String Tokenizer

rameshrr3 · Post by **rameshrr3** » Thu Mar 07, 2013 3:03 pm

Is there any function in Basic similar to String tokenizer in java or strtok in c/c++ ?

Im trying to parse a list of text values ( like a regular language sentence) and replace all Non Alpha numeric characters with a single Non Alphanumeric character(per occurence) .

Ereplace() is very specific. Convert() requires me to supply all special chars in advance and specify as many replacement characters. I'm looking at something more simpler - if such a function exists .

priyadarshikunal · Post by **priyadarshikunal** » Thu Mar 07, 2013 3:16 pm

why not use convert multiple times something similar to

convert (convert('1234567890','',col1),str(<replacement char/s>,len(convert('1234567890','',col1))),col1)

Sorry, can't validate the syntax at the moment. Its been long since I used it.

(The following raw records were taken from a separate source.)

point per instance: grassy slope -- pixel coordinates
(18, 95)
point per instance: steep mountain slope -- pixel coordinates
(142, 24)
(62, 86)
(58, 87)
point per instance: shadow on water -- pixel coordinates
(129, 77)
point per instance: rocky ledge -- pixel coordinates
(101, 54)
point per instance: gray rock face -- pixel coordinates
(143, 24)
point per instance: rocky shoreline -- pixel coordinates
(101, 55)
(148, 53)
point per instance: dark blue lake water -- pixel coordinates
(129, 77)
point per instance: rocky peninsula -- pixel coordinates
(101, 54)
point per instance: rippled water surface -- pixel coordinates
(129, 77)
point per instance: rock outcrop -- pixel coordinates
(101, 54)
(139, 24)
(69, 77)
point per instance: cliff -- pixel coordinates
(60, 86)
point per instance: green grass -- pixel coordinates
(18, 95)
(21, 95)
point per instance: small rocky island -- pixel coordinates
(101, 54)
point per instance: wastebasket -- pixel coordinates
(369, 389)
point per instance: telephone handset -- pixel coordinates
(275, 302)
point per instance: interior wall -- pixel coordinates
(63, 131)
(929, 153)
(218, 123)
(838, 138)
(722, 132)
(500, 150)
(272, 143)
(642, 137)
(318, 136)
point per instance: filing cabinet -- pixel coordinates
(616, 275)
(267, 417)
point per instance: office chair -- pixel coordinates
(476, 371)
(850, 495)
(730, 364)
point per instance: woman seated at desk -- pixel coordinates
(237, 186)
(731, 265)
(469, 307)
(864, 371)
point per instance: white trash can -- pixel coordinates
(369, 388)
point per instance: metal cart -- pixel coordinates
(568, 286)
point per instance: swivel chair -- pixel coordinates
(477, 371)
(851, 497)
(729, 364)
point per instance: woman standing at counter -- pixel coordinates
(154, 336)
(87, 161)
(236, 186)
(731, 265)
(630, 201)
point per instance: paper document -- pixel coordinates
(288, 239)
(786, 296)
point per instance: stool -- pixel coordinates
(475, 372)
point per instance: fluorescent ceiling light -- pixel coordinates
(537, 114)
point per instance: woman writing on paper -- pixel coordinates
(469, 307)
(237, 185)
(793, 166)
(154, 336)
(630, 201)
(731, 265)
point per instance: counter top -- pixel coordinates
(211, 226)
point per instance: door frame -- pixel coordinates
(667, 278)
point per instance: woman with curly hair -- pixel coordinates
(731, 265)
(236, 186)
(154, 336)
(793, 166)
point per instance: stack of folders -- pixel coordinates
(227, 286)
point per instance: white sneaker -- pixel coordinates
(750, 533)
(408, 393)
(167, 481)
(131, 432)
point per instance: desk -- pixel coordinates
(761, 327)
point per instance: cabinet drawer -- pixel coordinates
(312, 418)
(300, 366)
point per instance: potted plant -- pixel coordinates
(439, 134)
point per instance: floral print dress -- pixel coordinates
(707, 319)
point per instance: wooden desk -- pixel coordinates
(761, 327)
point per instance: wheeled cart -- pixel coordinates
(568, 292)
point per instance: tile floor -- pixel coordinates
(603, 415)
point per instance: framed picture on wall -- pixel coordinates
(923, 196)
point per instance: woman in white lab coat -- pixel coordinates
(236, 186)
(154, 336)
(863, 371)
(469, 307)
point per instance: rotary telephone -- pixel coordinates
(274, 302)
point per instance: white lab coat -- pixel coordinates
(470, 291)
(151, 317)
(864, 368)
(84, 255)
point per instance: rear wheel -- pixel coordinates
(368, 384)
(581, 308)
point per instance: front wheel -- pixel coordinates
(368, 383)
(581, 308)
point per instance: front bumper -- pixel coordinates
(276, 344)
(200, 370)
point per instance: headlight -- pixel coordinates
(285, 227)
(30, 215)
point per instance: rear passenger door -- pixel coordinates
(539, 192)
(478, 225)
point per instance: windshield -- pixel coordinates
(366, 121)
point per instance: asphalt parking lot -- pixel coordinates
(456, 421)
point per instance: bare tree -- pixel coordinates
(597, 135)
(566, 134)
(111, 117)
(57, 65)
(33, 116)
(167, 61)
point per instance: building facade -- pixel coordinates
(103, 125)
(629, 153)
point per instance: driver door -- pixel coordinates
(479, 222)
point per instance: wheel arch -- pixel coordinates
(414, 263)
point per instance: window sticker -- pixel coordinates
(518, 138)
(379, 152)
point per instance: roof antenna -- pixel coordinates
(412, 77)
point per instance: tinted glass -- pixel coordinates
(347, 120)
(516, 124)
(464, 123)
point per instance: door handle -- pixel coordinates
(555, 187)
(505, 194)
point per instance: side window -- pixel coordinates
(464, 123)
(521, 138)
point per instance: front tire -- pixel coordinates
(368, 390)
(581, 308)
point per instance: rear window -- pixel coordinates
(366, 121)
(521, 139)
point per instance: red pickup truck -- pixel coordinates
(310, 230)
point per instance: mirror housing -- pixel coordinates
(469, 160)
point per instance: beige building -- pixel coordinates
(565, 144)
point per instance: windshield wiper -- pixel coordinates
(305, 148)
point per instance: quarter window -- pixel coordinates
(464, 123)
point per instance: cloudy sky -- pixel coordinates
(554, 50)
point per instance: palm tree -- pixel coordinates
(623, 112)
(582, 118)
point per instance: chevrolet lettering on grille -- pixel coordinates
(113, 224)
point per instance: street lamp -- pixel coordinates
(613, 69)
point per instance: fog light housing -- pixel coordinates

ray.wurlod · Post by **ray.wurlod** » Fri Mar 08, 2013 12:03 am

There's no function out of the box, but it would be very easy to create one.
Assuming that the string is already space-separated there is no real need to tokenise - if you think there is, please provide a more exact specification.

Code: Select all

FUNCTION ReplaceNonAlphaNumerics(aString,aReplaceChar)

AlphaNumerics = "ABCDEFGHIJKLMNOPQRSTUVWXYZ0123456789"
REM Add lower case alphabetic characters to string if required.

Ans = Convert(Convert(Alphanumerics, "", aString), "", aString)

RETURN(Ans)

rameshrr3 · Post by **rameshrr3** » Fri Mar 08, 2013 11:55 am

Thanks for validating my fears. Im going to continue using convert().

Effectively we are tokenizing a regular language sentence into a set of delimited 'words' and pivoting them , looking up with one table to eliminate 'useless' words & text noise ( prepositions, articles etc) and scan significant words against another keyword lookup table ( which can keep growing) and do an English keyword search . Each sentence is from a col called "reason desc" which stores free form text data. So for each reason id , we assign a weight based on keyword and sum it up per reason id and write back a total weight score that says how a sentence is potentially meaningful or not for feeding to a text analytics engine.

priyadarshikunal · Post by **priyadarshikunal** » Fri Mar 08, 2013 12:16 pm

if you really don't know which all characters you will have in what you called as noise, you can use convert as suggested above.

ray.wurlod · Post by **ray.wurlod** » Fri Mar 08, 2013 7:21 pm

Once you've effected the conversion, change the space characters to Char(10), write to a text file with no formatting, and read back from the text file with line terminator specified.